April 20, 1999: Eric Harris, 18, and Dylan Klebold, 17, walked into Columbine High School in Colorado and in a rampage of gunfire and homemade bombs killed 12 students and a teacher before killing themselves. The massacre led to an increased emphasis on security at U.S. schools.
Oct. 28, 2002: Robert Flores, 40, a nursing student at the University of Arizona, shot and killed an instructor in her office on campus and then entered a classroom where he killed two more teachers before committing suicide.
March 21, 2005: Jeffrey Weise, 17, went on a shooting spree at Red Lake High School on the Red Lake Indian Reservation in Minnesota. He killed nine people, including his grandfather, and wounded five others before killing himself.
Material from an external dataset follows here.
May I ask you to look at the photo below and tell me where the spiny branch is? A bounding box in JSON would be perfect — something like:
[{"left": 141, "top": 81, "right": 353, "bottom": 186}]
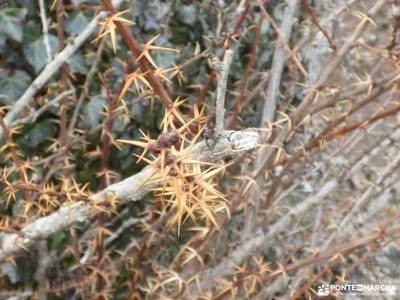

Oct. 2, 2006: Charles Carl Roberts IV, 32, a milk-truck driver, killed five girls ages 7 to 13 execution-style, then turned the gun on himself, in a one-room Amish schoolhouse in Nickel Mines, Pa. Five other girls were critically injured. The community focused on forgiveness and reconciliation after the shootings.
April 16, 2007: Seung-Hui Cho, 23, a student at Virginia Tech University in Blacksburg, Va., shot and killed 32 people in attacks two hours apart in two campus buildings. Cho, who was diagnosed with mental illness, killed himself. The university was found negligent for not alerting the campus after the first round of shootings.
Feb. 27: T.J. Lane, 17, took a 22-caliber pistol and a knife to a high school in Chardon, Ohio, and fired 10 shots at a group of students sitting at a cafeteria table before school, authorities said. Three students died. Lane was arrested outside the school.
April 2: One L. Goh, 43, a former nursing student at private Oikos University near the Oakland International Airport, sprayed gunfire on a classroom there Monday, killing seven people in one of the deadliest attacks ever on a California campus, according to police. He was arrested an hour later at a store in Alameda.
In the meantime, if the federal government refuses to budge on repealing gun free school zone measures, the states and localities within them could start to go their own way.
A small Texas school district could be the first in the country to pass legislation allowing faculty members to carry firearms, Fox News reports.
Trustees at the Harrold Independent School District approved a district policy change last October so employees can carry concealed firearms to deter and protect against school shootings, provided the gun-toting teachers follow certain requirements.
Superintendent David Thweatt told Fox News the policy was initiated because of safety concerns.
“We have had employees assaulted before by people in the last several years,” Thweatt said. “I think that safety is big concern. We are seeing a lot of anger in society.”
In Michigan, the upper and lower chambers of the state legislature recently voted to allow gun owners with conceal carry permits and extra training to carry their weapons in a concealed manner in designated gun-free zones: schools, day care centers, sports arenas, bars, places of worship, hospitals, dorms and casinos. It should be noted that the state legislature voted on this bill the day before the Sandy Hook School Massacre. Michigan’s Republican Governor Rick Snyder has yet to sign the bill.